Dictyostelium Discoideum: Live Cell Imaging in Changing Perspective

Abstract

The advent of advanced microscopes; during microscope evolution from simple microscopes to confocal and live cell microscope; having digital imaging facility revolutionized our view for the living cells. In the protein localization study, fluorescent proteins are tagged at amino or carboxyl (preferably) terminal of desired protein for live cell study. These live cell studies improved our understanding of protein dynamics and understanding its role in biological regulation.

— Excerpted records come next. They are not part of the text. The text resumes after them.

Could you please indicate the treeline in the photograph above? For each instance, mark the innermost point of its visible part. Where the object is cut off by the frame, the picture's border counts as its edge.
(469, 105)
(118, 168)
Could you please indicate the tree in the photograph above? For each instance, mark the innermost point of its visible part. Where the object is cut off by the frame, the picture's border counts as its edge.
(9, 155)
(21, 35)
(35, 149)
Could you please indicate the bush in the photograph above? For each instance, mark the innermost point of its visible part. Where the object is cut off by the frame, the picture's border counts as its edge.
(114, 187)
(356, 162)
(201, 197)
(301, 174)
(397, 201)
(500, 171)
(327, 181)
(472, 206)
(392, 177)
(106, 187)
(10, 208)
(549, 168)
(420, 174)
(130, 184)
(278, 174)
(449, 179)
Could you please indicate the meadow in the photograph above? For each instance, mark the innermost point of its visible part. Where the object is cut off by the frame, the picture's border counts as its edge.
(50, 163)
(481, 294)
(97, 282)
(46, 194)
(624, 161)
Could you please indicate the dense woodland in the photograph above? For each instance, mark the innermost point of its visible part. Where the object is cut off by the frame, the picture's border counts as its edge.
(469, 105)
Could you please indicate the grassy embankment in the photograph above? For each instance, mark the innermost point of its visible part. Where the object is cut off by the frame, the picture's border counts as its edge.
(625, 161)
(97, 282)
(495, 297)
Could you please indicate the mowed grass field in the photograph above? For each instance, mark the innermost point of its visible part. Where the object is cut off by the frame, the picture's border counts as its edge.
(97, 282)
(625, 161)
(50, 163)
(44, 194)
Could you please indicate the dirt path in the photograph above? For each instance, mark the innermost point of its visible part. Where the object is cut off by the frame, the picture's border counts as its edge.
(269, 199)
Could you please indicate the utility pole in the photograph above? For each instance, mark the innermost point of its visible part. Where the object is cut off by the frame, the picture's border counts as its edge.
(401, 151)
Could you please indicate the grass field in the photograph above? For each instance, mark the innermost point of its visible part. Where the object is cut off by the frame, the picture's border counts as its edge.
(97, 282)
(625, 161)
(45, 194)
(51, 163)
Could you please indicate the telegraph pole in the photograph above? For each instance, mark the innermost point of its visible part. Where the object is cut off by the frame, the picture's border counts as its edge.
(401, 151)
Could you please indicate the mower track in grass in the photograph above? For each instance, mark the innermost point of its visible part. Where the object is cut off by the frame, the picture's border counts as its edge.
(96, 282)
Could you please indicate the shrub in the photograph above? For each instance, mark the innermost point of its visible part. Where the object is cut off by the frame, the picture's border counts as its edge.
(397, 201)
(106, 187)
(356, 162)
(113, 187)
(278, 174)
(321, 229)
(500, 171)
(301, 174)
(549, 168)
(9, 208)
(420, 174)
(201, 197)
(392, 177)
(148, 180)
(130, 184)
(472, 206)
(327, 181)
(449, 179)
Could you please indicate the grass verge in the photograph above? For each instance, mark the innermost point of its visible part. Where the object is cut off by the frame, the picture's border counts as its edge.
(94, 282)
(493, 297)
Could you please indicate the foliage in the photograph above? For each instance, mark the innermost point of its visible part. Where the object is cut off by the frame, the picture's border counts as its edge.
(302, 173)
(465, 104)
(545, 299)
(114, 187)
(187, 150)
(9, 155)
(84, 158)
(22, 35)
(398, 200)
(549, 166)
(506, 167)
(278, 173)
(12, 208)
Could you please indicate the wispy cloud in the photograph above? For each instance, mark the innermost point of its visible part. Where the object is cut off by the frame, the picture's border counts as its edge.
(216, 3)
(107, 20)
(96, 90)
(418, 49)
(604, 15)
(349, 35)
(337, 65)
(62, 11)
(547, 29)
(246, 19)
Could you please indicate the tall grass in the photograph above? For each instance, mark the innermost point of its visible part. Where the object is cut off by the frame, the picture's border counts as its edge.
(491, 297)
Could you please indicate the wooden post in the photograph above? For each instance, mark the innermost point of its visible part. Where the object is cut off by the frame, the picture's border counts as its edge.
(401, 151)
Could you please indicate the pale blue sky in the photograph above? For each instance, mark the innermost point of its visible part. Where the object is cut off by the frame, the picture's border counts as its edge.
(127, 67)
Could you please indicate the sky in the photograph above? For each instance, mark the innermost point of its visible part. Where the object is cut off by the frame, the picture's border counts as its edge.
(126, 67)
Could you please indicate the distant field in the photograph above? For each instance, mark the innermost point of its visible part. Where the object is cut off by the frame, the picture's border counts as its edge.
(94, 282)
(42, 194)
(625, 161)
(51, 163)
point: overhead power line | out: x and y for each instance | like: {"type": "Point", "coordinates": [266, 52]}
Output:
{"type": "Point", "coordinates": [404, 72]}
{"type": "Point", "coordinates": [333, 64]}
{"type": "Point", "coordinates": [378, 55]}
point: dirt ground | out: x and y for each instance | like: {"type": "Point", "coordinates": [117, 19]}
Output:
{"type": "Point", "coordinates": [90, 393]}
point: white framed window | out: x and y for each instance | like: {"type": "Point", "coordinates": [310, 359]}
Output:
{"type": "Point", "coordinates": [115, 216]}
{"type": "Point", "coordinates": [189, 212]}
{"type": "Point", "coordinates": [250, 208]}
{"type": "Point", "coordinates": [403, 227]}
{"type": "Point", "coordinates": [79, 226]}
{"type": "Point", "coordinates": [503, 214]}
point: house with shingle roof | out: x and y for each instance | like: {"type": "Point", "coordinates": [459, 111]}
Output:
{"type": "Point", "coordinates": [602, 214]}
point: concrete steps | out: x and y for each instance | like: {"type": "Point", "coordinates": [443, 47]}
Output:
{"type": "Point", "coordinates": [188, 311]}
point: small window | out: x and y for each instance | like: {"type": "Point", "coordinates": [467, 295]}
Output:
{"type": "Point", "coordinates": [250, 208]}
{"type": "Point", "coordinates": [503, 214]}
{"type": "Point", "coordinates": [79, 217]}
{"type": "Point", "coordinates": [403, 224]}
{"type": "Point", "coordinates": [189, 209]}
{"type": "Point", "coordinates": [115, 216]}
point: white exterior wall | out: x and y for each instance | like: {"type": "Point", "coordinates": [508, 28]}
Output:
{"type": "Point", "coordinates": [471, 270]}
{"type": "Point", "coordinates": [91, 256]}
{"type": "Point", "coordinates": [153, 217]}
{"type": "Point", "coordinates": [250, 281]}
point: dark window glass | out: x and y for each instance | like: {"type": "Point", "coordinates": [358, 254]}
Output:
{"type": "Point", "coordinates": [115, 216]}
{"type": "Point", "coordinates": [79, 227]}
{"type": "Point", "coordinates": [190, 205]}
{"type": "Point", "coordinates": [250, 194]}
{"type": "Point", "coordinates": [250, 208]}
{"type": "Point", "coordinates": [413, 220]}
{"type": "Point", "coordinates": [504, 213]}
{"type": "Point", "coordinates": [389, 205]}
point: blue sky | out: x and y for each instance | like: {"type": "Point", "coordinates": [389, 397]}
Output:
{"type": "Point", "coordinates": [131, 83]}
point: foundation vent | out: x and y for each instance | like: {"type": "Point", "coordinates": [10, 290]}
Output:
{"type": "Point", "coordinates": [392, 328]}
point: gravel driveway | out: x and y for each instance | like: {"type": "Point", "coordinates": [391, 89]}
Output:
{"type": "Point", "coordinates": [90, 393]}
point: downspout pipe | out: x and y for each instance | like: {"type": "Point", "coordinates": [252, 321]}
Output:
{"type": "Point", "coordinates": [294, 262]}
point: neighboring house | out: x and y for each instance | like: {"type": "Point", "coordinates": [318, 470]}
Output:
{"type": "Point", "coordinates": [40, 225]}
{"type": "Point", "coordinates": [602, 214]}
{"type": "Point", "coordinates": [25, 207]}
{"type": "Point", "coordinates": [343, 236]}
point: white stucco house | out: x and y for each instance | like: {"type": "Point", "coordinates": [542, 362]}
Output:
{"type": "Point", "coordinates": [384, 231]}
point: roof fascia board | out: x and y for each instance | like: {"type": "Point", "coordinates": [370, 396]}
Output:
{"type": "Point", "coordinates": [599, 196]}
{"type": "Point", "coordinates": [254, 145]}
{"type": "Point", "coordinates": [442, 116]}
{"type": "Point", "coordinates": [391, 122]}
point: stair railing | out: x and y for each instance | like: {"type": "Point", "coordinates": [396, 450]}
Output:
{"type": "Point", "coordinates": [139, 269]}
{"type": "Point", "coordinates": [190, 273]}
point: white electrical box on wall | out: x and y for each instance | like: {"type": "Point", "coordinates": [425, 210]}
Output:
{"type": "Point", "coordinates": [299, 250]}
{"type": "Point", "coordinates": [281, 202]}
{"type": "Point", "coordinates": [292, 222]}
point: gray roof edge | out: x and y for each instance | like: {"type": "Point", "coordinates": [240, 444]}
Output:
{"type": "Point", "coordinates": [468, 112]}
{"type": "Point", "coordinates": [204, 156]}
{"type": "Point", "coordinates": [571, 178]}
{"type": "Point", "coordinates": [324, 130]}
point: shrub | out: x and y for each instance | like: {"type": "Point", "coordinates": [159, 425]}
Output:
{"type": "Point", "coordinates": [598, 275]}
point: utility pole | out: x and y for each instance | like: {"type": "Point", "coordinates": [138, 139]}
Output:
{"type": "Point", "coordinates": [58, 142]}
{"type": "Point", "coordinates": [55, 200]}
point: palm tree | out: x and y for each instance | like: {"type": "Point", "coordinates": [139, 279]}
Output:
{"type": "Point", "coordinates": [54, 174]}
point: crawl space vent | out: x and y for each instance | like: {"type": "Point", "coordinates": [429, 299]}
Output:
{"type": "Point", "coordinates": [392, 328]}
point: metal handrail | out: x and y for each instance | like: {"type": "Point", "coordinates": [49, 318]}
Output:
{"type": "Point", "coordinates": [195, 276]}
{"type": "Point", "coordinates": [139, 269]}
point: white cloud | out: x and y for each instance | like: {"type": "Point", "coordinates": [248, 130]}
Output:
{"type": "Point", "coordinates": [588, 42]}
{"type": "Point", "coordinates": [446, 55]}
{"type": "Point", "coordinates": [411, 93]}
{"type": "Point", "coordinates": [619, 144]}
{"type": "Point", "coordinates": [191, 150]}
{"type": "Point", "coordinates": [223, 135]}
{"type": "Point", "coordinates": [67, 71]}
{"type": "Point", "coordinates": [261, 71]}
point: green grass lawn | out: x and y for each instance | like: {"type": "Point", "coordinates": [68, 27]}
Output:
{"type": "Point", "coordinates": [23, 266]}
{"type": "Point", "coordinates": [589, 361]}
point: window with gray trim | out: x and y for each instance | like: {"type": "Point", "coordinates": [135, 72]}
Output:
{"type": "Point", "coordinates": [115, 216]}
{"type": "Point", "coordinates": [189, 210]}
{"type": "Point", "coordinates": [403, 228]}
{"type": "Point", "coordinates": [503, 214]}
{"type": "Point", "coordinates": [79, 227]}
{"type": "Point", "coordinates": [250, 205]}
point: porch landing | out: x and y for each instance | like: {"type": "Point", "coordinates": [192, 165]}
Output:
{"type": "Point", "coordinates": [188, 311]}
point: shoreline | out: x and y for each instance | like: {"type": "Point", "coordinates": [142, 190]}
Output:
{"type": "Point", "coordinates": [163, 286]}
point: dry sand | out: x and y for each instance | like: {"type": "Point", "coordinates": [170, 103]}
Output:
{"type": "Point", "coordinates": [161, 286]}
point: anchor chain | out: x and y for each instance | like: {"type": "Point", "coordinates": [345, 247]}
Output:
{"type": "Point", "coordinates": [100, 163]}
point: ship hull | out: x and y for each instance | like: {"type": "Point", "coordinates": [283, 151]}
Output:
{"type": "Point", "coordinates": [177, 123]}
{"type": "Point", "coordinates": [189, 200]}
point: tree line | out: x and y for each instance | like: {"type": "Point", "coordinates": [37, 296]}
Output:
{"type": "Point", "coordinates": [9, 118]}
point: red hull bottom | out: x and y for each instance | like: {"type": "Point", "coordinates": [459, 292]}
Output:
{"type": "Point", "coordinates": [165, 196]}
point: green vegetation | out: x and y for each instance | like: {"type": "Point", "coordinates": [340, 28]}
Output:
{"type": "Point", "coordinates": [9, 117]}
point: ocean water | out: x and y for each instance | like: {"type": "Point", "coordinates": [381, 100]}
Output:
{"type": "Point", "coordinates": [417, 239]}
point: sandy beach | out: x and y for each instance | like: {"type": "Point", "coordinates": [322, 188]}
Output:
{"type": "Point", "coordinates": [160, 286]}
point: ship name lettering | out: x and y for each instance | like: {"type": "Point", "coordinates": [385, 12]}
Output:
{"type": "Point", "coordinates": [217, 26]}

The mutational variants of fluorescent tags (GFP, RFP); can be used with different protein; which will efficiently use UV-Visible to Far Red light spectrum; without overlapping of excitation and emission spectrum. Further, various cell organelle (Lysosome, Golgi bodies, Endoplasmic Reticulum, Mitochondria, Nucleus) trackers; improved our live cell localization studies in the wide non-overlapping UV-Visible spectrum.This chapter gives an overview for live cell protein localization study in mitotically active, unicellular stage of Dictyostelium discoideum. This evolutionary cutting edge organism had both unicellular as well as multicellular stages during its life cycle. This chapter will provide the design of fusion of fluorescent tag to the specific gene and its live cell localization. Further, it will cover; transformation of the unicellular organism; drug based selection; sample preparation with nuclear, mitochondrial localization markers (trackers) and live cell localization study on live cell-confocal microscope setup. It will also have a glimpse of the design of fusion protein with an aspect of advantage and disadvantages.